Home Equity Line of Credit (HELOC)
A HELOC is similar to a home equity loan, but instead of getting a lump sum of cash, you get a line of credit that you can access on an as-needed basis. HELOCs typically have variable interest rates, so they are less predictable than personal loans and home equity loans.
If you have equity in your home, you can refinance your mortgage and get cash to cover the cost of purchasing and installing solar panels. Lenders generally require homeowners to retain at least 20% equity in their home when getting a cash-out refinance.
Mortgage interest rates are lower than for unsecured alternatives, but a cash-out refi will increase the size of your mortgage and the amount of interest you pay on it over time. You’ll also have to pay closing costs, which can be 2% to 6% of the mortgage amount.
Lease or PPA
With a solar lease, the homeowner makes monthly payments to the solar panel installer but doesn’t own the solar panels.
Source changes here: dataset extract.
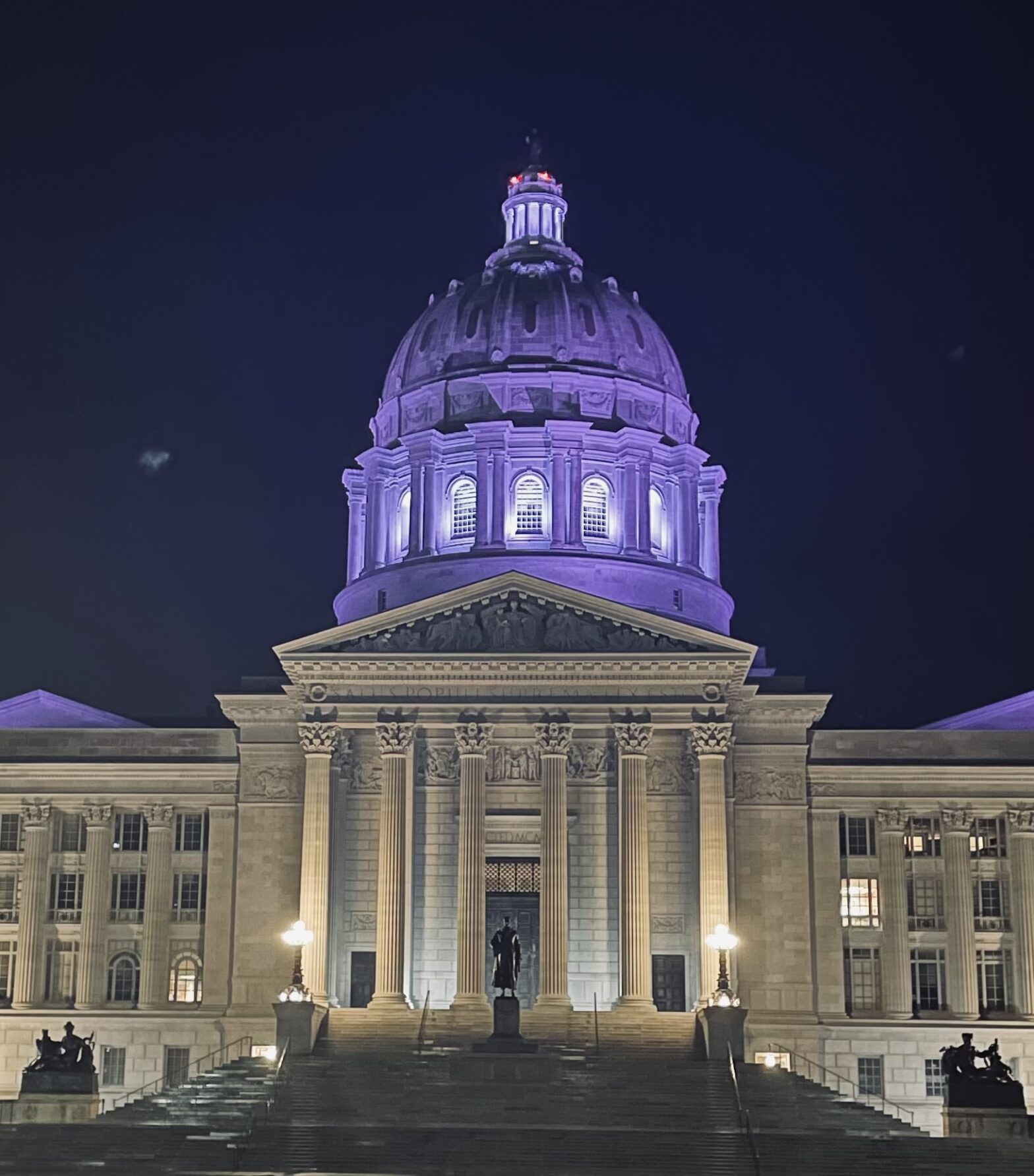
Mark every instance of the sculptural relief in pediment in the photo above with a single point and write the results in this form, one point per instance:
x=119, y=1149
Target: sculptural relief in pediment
x=513, y=623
A PPA, on the other hand, involves a homeowner installing solar panels at the cost of the utility company, then buying electricity at a rate lower than the typical cost of power. Under both structures, maintenance is typically handled by the solar panel owner—not the homeowner.
These arrangements can be a good option if you want to transition to solar power but don’t have the money to pay for panels upfront or make large loan payments. Leasing might also be an optimal choice for those who don’t want the hassle of maintaining panels themselves. Still, solar panel loans are the best option if you want to own your solar panels outright and enjoy the maximum financial benefits.